We enter a process led by Catherine, in which we are invited to work with clay to create a body. The sensation of drying wet clay on my skin is unpleasant, while the experience of a body growing beneath my hands is exciting. Sitting at the “head end” of people is how I spend a great deal of time as a Feldenkrais practitioner. It’s often how I begin, as I find a place of connection. It’s a tender approach to another human being; the least invasive and the most mysterious. My clay person grows from this intimate perspective; ‘he’ grows from head to toes. Knowing is from my body, my heart, through my hands. The body shapes the clay, becomes a being. Respect for a being enters my touch as I begin to find the shapes in this body described by an active skeleton. The interaction animates, livens the clay. ‘He’ lives while we interact. Afterwards, it’s an interesting piece, enlivening curiosity.

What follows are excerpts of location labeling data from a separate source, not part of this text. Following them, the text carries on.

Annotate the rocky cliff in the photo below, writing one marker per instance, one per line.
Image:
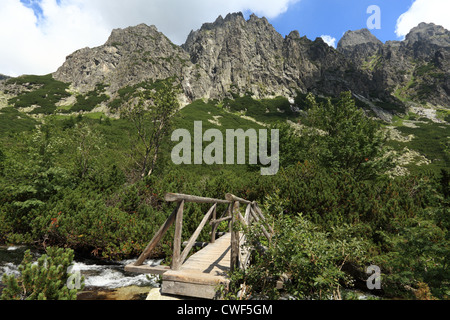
(415, 70)
(237, 56)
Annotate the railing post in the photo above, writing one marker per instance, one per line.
(214, 225)
(176, 261)
(234, 263)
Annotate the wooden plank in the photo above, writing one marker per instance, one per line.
(176, 258)
(204, 291)
(231, 197)
(196, 234)
(176, 197)
(154, 242)
(234, 263)
(147, 269)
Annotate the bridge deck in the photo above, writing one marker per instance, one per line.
(202, 273)
(199, 276)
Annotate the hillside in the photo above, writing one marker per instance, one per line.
(86, 152)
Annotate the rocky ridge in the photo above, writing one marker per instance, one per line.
(234, 56)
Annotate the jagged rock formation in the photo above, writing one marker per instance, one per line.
(237, 56)
(414, 70)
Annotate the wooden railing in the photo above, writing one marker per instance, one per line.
(232, 214)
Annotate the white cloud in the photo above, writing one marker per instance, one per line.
(329, 40)
(39, 46)
(435, 11)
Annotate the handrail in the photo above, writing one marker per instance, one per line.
(176, 197)
(233, 214)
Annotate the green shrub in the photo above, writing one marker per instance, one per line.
(45, 93)
(46, 280)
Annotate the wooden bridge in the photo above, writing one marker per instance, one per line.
(201, 274)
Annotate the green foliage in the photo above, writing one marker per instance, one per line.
(151, 114)
(45, 280)
(71, 182)
(13, 122)
(45, 93)
(337, 136)
(309, 263)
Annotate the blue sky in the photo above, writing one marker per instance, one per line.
(333, 17)
(37, 35)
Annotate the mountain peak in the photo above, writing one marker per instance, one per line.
(429, 33)
(358, 37)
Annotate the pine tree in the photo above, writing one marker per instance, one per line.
(45, 280)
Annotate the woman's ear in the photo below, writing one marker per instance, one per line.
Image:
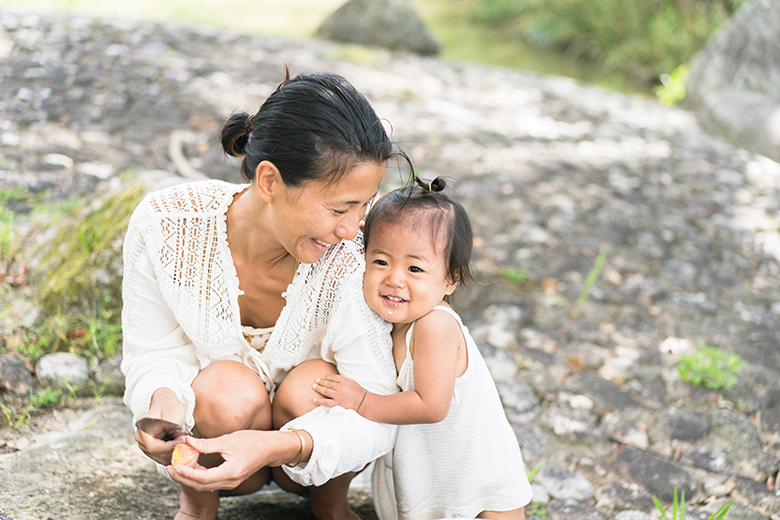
(267, 180)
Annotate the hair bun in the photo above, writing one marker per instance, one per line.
(434, 186)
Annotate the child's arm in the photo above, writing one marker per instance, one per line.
(435, 342)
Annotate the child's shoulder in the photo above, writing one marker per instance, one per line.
(439, 321)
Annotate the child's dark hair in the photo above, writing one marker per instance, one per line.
(313, 127)
(426, 200)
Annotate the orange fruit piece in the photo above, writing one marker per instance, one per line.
(184, 455)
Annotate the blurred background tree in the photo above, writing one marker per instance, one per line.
(639, 39)
(628, 45)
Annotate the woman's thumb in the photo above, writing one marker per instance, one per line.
(202, 445)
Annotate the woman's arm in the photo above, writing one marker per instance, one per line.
(435, 341)
(157, 354)
(358, 343)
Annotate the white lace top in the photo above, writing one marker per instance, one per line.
(181, 313)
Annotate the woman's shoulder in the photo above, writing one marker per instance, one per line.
(201, 197)
(348, 256)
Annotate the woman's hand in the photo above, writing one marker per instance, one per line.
(166, 406)
(244, 453)
(338, 390)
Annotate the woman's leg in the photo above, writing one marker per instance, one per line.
(228, 397)
(294, 398)
(516, 514)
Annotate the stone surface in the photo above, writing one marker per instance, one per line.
(387, 23)
(606, 395)
(520, 403)
(551, 171)
(568, 509)
(62, 368)
(733, 83)
(15, 376)
(632, 515)
(563, 483)
(621, 495)
(658, 476)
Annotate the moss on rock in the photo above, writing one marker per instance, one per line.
(83, 264)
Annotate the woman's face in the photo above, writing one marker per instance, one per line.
(319, 214)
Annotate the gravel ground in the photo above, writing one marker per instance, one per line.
(555, 174)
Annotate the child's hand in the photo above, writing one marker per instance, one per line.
(338, 390)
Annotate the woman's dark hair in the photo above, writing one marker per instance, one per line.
(425, 200)
(313, 127)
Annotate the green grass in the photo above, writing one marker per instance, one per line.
(639, 39)
(711, 367)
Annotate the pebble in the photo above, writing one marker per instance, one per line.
(564, 483)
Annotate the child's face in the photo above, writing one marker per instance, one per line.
(405, 274)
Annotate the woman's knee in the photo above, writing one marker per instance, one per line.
(229, 397)
(295, 395)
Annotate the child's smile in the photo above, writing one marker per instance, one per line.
(405, 274)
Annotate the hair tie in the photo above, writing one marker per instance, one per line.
(248, 125)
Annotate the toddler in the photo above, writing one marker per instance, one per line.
(456, 454)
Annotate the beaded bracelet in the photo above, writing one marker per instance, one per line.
(303, 448)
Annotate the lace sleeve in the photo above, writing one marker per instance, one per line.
(358, 342)
(156, 351)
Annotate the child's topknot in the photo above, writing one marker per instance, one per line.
(423, 202)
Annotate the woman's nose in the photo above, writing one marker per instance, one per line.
(347, 228)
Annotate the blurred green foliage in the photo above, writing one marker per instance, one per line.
(641, 39)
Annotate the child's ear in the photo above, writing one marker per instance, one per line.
(450, 288)
(267, 180)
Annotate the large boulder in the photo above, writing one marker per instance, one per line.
(734, 83)
(393, 24)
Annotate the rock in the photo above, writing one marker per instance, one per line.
(679, 424)
(770, 428)
(572, 418)
(62, 368)
(632, 515)
(520, 403)
(738, 439)
(540, 494)
(393, 24)
(707, 459)
(713, 487)
(109, 376)
(737, 511)
(568, 509)
(733, 82)
(605, 394)
(533, 443)
(621, 495)
(658, 476)
(757, 496)
(652, 394)
(14, 375)
(563, 483)
(624, 430)
(500, 363)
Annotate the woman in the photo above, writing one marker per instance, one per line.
(238, 296)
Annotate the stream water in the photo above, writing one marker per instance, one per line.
(464, 39)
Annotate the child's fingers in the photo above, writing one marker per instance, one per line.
(330, 403)
(323, 390)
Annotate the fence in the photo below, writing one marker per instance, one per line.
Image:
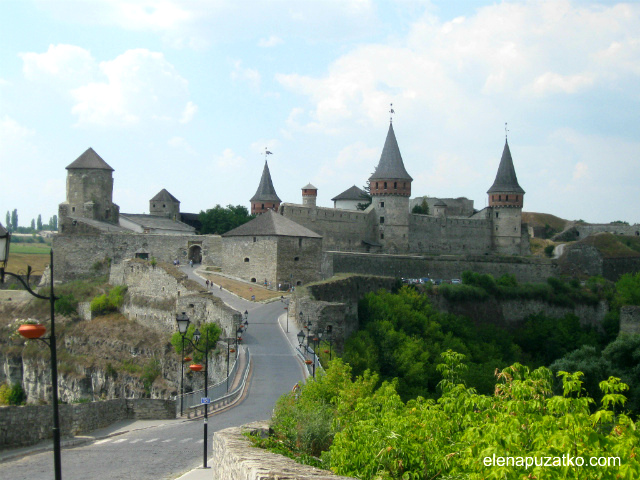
(218, 393)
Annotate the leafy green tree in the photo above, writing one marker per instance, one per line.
(219, 220)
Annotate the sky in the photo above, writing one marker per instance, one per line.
(187, 95)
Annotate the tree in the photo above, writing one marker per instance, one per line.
(14, 220)
(422, 209)
(219, 220)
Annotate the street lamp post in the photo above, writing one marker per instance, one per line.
(5, 239)
(194, 344)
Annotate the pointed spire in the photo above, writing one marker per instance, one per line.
(391, 165)
(506, 179)
(265, 191)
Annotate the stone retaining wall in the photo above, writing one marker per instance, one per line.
(26, 425)
(236, 458)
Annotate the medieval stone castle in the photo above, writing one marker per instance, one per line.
(291, 243)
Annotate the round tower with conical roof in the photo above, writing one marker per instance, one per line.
(390, 187)
(89, 190)
(265, 197)
(309, 195)
(506, 199)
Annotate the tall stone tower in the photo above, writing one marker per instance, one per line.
(506, 199)
(309, 195)
(390, 187)
(266, 197)
(89, 190)
(165, 205)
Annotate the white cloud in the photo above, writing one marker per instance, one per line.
(139, 85)
(272, 41)
(66, 64)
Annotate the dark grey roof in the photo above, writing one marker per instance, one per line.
(271, 223)
(391, 165)
(89, 159)
(265, 191)
(164, 196)
(506, 180)
(351, 193)
(156, 222)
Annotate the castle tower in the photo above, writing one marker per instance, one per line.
(89, 190)
(309, 195)
(165, 205)
(506, 199)
(390, 187)
(265, 197)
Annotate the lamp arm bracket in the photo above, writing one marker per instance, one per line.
(24, 283)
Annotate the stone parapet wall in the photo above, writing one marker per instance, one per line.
(75, 419)
(525, 269)
(236, 458)
(630, 320)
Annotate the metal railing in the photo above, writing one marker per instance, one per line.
(218, 392)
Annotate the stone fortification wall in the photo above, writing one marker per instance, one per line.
(156, 293)
(335, 303)
(445, 267)
(235, 457)
(513, 312)
(342, 230)
(75, 419)
(76, 255)
(437, 235)
(253, 261)
(630, 320)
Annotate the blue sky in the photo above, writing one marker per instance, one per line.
(186, 95)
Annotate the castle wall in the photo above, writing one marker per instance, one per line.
(342, 230)
(251, 258)
(298, 260)
(76, 255)
(444, 266)
(156, 293)
(437, 235)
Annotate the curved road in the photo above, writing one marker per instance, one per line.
(167, 451)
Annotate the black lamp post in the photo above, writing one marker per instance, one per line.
(5, 239)
(286, 307)
(205, 351)
(183, 324)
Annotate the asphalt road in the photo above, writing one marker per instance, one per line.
(167, 451)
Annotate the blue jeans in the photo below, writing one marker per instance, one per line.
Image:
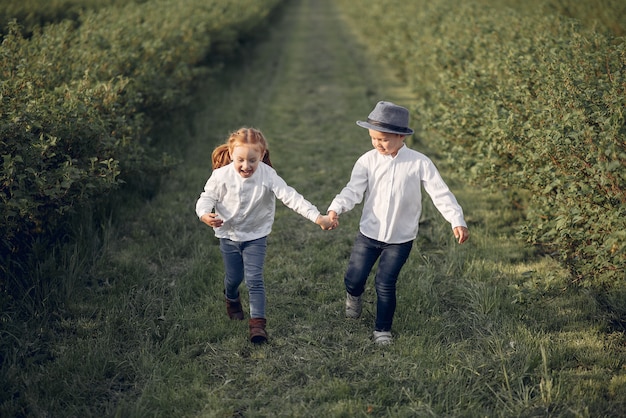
(245, 260)
(392, 257)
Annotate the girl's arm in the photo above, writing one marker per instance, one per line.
(294, 200)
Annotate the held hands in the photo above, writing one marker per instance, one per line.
(328, 222)
(212, 220)
(461, 233)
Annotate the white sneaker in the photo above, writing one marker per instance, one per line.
(382, 337)
(353, 306)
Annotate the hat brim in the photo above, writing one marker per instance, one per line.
(367, 125)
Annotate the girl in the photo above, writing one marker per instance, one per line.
(238, 202)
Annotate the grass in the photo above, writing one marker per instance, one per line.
(483, 329)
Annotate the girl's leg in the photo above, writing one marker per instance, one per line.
(234, 267)
(391, 261)
(365, 252)
(254, 261)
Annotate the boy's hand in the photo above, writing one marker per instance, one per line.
(461, 233)
(326, 222)
(212, 220)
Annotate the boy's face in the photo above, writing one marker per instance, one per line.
(246, 159)
(386, 143)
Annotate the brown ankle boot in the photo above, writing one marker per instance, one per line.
(258, 334)
(233, 309)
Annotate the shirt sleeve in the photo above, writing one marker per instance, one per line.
(353, 193)
(209, 197)
(442, 197)
(292, 199)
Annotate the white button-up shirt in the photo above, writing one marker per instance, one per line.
(247, 205)
(393, 195)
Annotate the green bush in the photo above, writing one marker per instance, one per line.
(78, 102)
(532, 104)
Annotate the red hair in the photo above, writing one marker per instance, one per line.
(242, 136)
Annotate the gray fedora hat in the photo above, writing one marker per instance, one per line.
(388, 117)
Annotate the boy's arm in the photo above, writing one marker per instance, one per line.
(461, 233)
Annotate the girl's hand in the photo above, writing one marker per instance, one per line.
(326, 222)
(461, 233)
(212, 220)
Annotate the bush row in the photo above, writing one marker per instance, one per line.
(31, 14)
(77, 102)
(529, 103)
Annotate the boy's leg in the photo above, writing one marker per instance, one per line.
(392, 260)
(365, 252)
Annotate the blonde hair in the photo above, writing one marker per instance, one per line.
(242, 136)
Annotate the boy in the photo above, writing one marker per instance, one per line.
(390, 178)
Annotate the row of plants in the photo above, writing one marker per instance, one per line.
(78, 103)
(32, 14)
(526, 102)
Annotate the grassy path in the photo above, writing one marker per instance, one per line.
(482, 329)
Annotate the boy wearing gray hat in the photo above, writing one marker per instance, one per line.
(389, 178)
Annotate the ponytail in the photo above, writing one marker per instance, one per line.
(220, 156)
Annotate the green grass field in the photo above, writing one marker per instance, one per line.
(483, 329)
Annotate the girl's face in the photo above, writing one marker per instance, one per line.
(386, 143)
(246, 159)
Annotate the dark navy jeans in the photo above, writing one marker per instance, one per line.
(391, 258)
(245, 260)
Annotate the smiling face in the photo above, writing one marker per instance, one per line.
(386, 143)
(246, 159)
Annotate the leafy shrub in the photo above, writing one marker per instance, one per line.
(77, 103)
(522, 102)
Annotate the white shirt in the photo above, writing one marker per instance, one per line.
(393, 196)
(247, 205)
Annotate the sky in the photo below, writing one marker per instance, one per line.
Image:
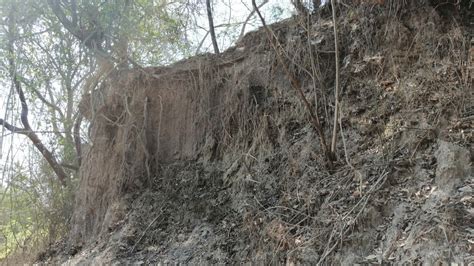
(14, 147)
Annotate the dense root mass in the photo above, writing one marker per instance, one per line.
(213, 160)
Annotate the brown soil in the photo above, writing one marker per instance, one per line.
(213, 159)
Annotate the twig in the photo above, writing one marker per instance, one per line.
(297, 87)
(336, 89)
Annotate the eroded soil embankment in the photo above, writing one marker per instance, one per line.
(213, 160)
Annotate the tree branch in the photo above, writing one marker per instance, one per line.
(295, 84)
(26, 130)
(211, 26)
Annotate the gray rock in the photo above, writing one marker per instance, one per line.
(453, 165)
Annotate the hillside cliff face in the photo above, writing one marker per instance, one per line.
(213, 160)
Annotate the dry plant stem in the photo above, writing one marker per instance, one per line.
(296, 86)
(26, 130)
(211, 27)
(336, 87)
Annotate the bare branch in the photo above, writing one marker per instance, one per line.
(295, 84)
(242, 31)
(336, 87)
(211, 26)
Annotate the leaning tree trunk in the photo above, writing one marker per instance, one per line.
(26, 130)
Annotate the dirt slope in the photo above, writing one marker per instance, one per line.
(214, 160)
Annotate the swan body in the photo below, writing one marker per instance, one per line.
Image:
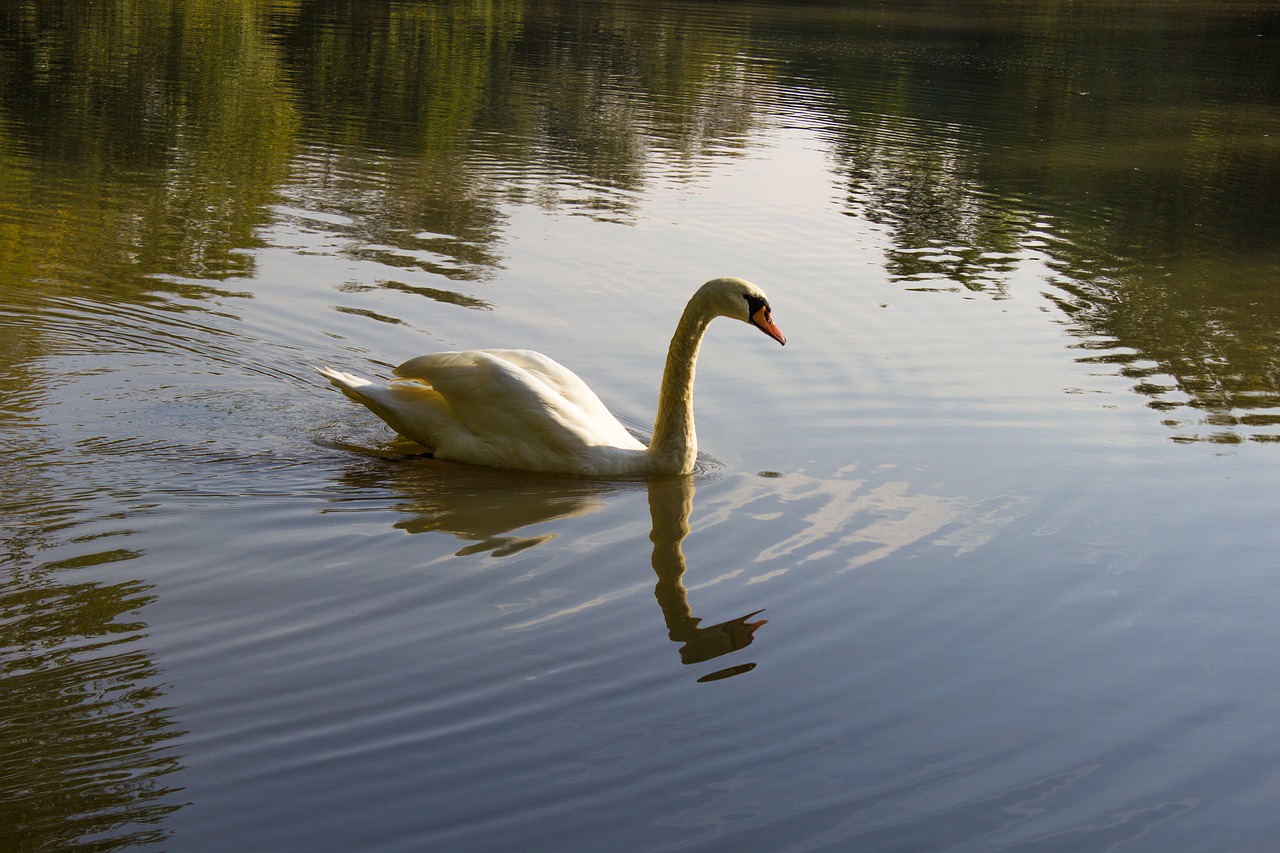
(520, 409)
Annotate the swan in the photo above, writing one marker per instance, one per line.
(520, 409)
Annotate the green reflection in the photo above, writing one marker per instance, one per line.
(85, 743)
(1136, 149)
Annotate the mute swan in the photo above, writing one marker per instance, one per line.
(519, 409)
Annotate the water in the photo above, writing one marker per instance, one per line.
(979, 561)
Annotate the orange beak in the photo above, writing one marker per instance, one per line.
(764, 322)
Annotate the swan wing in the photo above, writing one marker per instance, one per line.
(522, 398)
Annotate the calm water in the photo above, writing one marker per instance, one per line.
(1008, 500)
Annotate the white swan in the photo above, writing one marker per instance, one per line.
(519, 409)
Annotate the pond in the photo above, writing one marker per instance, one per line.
(983, 559)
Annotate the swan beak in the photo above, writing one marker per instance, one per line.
(764, 322)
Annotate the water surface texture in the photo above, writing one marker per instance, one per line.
(984, 559)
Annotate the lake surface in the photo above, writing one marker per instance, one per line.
(1008, 498)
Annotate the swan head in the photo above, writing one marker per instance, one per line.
(743, 301)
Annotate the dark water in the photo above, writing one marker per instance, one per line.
(1006, 500)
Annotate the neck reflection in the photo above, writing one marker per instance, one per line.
(671, 501)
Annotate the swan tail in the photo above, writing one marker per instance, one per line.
(412, 409)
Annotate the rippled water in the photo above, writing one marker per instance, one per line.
(982, 560)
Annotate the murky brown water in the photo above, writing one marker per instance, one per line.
(1006, 498)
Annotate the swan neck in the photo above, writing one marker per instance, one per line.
(675, 442)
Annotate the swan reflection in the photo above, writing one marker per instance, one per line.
(489, 509)
(671, 502)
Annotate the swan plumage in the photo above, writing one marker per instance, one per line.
(520, 409)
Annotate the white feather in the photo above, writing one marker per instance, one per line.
(521, 409)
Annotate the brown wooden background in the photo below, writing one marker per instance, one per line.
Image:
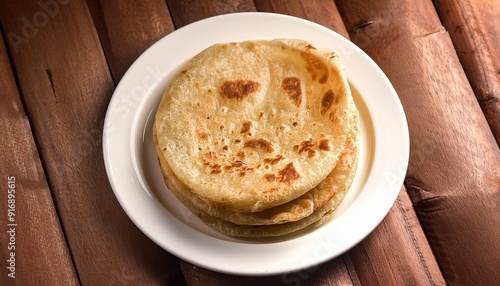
(60, 61)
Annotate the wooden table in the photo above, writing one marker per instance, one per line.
(61, 60)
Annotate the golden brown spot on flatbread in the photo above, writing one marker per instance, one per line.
(202, 135)
(260, 143)
(238, 89)
(291, 85)
(216, 169)
(272, 190)
(316, 67)
(238, 166)
(274, 160)
(241, 155)
(307, 146)
(286, 175)
(246, 126)
(327, 101)
(324, 144)
(310, 47)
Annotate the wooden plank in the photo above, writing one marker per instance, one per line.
(333, 272)
(323, 12)
(397, 252)
(66, 87)
(453, 177)
(32, 241)
(371, 260)
(185, 12)
(128, 28)
(474, 27)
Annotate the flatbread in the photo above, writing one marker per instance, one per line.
(294, 210)
(340, 180)
(249, 126)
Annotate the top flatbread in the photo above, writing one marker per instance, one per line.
(255, 124)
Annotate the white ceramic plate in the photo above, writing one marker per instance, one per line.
(135, 177)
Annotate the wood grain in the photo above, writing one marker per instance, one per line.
(34, 235)
(127, 28)
(400, 228)
(474, 27)
(186, 12)
(323, 12)
(66, 87)
(453, 177)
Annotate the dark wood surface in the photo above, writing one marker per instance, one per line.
(61, 60)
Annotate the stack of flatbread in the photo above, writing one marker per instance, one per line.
(259, 138)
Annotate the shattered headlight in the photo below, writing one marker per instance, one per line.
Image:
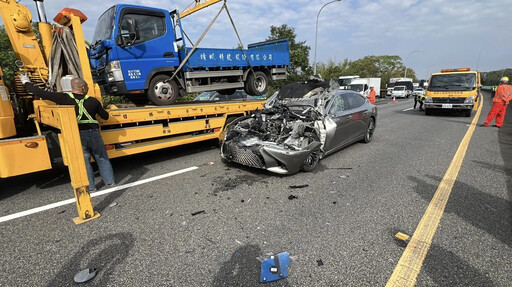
(470, 100)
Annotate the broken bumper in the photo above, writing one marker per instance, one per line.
(273, 158)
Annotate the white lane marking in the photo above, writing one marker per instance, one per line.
(98, 193)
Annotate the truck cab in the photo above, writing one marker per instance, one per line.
(139, 52)
(125, 34)
(453, 89)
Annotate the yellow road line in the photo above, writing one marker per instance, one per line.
(409, 266)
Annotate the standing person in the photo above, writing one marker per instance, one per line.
(499, 103)
(86, 110)
(420, 99)
(371, 95)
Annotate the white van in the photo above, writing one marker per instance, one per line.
(399, 92)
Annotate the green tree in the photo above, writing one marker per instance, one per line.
(492, 78)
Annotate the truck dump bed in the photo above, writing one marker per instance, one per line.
(269, 53)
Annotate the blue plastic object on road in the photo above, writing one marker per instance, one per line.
(275, 268)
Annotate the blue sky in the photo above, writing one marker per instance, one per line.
(454, 33)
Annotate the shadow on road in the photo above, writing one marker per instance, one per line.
(104, 254)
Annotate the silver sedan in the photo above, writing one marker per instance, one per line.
(299, 125)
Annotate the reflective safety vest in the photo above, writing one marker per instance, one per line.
(503, 94)
(82, 111)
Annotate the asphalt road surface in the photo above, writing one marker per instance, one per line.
(209, 226)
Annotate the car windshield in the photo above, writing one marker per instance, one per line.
(204, 96)
(356, 87)
(104, 26)
(453, 82)
(344, 81)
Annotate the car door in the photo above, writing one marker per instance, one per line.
(359, 114)
(337, 123)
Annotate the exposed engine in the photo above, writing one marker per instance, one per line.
(277, 125)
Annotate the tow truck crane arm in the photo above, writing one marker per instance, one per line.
(196, 6)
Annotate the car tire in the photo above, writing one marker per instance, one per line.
(256, 84)
(370, 129)
(311, 162)
(163, 93)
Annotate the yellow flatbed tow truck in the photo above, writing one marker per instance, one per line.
(129, 130)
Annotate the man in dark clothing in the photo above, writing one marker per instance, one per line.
(86, 109)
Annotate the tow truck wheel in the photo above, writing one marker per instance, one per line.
(257, 83)
(163, 93)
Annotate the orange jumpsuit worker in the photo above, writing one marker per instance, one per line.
(371, 95)
(499, 103)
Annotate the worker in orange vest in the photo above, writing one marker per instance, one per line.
(371, 95)
(499, 103)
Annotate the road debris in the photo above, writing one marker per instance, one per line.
(85, 275)
(298, 186)
(198, 212)
(275, 268)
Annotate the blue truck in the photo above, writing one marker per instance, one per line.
(140, 53)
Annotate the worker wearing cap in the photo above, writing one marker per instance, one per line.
(86, 109)
(499, 103)
(371, 95)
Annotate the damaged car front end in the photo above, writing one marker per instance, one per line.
(288, 135)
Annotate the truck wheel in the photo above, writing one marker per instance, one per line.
(257, 83)
(163, 93)
(138, 99)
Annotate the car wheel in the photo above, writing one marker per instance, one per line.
(368, 135)
(257, 83)
(311, 162)
(163, 93)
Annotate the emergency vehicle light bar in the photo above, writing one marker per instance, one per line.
(456, 70)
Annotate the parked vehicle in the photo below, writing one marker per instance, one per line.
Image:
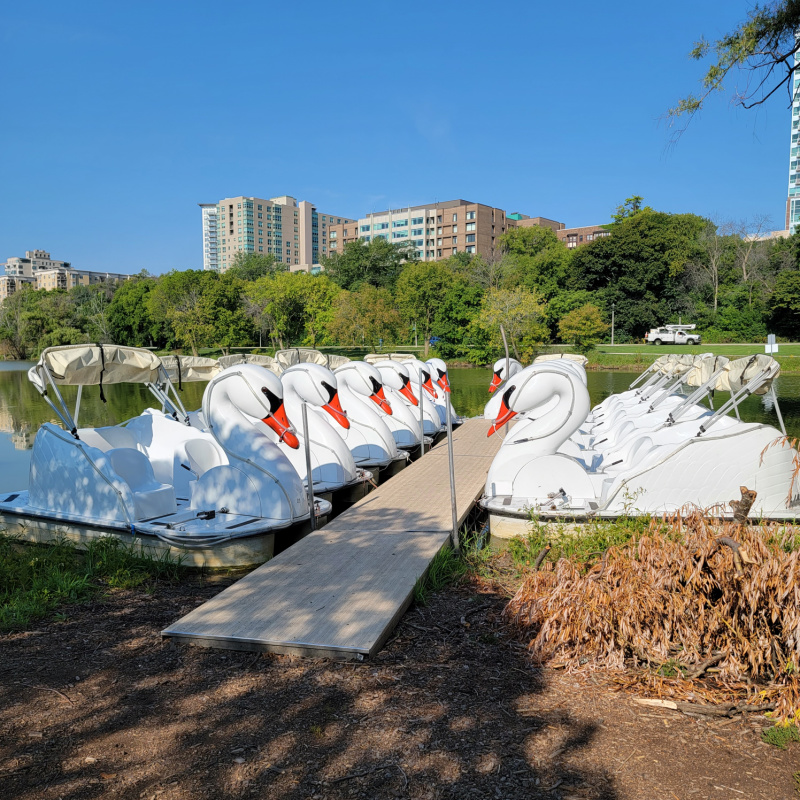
(672, 334)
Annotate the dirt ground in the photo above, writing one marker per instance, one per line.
(96, 706)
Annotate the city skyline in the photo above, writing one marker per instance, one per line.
(130, 120)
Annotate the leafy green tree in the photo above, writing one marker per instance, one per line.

We come back to clay again after an Awareness Through Movement session, and blindfolded, enter into another process, making ‘MY body’. I bring my attention to the feeling of my body in that moment – what stands out? My pelvis is strongly present to me through my sensation, really alive, and so my hands trace into a small ball of clay an impression of what I am feeling. Whereas yesterday, pen on paper, the pelvis remained elusive, frustrating, now excitement rushes through me, into my hands finding the bone-rich forms in 3-D, echoing my sense of this in me, the power of the sacrum and lower spine. Working upward is not possible with clay, and I really want to express the lightness of my spine upward through my chest. I’m lost for a while, feeling the darkness, listening to the sound of George moving rhythmically, insistently, moulding his clay alongside me. I REALLY want to look! Resigned to constraint, I take another small clump of clay and find the form of my shoulders and thorax. Time runs out, eyes are uncovered, and I am surprised by how much I can see in this latter piece.